We also shouldn’t sandbox something even as seemingly simple as a brain chemical. We tend to equate testosterone with aggression and serotonin with depression (thanks to its prominence in depression treatments), but they’re all part of a multistranded web in which they serve different functions and purposes. For example, vasopressin’s primary purpose involves retaining water in the body and constricting blood vessels. Only thanks to recent studies do we know that it plays a role in social behavior and sexual motivation.

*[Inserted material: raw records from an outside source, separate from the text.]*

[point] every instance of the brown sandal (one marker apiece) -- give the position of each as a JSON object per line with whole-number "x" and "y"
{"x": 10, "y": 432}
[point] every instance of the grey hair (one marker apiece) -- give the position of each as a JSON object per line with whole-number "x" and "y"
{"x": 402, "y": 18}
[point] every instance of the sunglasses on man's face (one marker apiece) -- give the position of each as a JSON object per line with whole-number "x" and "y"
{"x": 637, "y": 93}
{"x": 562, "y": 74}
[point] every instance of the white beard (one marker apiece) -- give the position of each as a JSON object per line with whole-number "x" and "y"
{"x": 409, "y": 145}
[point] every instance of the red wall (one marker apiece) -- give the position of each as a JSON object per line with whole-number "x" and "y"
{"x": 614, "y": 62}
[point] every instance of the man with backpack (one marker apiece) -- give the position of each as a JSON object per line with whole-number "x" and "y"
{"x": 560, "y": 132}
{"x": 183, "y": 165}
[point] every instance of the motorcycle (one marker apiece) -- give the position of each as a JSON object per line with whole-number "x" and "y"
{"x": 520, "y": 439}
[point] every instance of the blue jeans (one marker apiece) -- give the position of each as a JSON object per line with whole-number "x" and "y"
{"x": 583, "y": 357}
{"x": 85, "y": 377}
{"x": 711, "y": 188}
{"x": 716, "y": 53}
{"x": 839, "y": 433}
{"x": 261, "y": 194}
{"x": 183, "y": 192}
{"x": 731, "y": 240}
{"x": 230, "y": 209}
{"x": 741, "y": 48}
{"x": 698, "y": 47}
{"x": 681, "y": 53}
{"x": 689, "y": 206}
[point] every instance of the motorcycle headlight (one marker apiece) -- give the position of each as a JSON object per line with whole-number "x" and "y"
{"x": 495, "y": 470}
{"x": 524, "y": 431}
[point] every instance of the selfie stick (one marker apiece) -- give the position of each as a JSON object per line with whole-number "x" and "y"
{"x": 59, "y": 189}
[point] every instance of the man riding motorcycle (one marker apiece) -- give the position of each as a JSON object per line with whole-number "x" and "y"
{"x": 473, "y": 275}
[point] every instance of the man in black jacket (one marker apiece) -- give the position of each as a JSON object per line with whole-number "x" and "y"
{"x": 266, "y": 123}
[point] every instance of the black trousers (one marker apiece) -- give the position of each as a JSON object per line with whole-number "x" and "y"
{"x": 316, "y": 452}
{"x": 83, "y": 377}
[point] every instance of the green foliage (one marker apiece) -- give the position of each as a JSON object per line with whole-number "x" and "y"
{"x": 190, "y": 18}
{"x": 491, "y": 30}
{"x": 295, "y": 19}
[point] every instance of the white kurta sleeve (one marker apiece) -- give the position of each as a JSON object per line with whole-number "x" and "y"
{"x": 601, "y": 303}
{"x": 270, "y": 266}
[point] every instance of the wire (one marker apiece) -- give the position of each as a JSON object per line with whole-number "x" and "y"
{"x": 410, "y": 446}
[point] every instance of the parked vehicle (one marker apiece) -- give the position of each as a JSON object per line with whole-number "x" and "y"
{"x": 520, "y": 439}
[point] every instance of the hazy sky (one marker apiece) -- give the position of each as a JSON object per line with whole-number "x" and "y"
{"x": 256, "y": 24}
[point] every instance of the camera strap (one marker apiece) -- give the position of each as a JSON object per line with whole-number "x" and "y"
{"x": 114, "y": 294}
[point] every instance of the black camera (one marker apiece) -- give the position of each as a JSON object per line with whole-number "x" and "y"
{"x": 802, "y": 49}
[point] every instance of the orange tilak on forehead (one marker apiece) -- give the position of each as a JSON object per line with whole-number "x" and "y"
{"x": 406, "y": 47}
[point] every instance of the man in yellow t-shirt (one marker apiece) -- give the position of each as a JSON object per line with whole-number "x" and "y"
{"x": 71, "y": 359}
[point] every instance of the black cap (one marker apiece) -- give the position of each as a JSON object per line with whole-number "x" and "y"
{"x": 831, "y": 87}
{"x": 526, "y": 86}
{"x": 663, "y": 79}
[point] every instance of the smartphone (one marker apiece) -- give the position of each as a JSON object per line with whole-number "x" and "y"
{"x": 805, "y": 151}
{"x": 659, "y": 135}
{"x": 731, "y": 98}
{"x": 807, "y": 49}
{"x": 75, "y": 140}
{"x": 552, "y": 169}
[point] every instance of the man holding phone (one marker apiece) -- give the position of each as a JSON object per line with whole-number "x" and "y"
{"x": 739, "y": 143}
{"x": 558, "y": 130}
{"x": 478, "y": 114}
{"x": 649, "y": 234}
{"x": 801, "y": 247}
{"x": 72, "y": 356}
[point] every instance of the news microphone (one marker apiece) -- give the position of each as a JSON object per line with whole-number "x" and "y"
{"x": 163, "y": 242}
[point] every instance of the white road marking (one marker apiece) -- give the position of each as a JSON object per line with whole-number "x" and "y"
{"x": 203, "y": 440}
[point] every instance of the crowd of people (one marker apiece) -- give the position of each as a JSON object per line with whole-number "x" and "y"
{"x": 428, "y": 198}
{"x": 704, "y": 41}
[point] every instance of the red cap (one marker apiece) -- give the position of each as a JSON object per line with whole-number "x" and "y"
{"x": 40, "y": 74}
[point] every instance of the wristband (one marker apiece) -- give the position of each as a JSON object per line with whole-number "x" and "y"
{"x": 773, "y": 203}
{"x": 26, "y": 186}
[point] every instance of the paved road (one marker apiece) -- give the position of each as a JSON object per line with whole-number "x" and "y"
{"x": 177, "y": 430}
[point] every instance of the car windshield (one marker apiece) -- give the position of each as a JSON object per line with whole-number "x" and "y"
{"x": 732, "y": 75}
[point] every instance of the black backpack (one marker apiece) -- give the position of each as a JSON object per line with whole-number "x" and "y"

But here’s the kicker: knowing a bit more about how love works in the brain gives us the opportunity to “cheat” our nervous system a little and have the kind of love we want. According to Fisher’s work, the vasotocin levels associated with a long-term partnership affect hormones that play a part in romantic love and sexual arousal, which partly explains the frustrating way romance seems to fade over the years.
The reason a new love affair (as opposed to just casual sex) is so all consuming is because this neurococktail of hormones makes us want to spend months in bed together and floods us with feelings of reward and satisfaction. Doing something novel like going on a holiday or trying a new restaurant with your long-term spouse can trigger the same chemical spikes responsible for romantic love.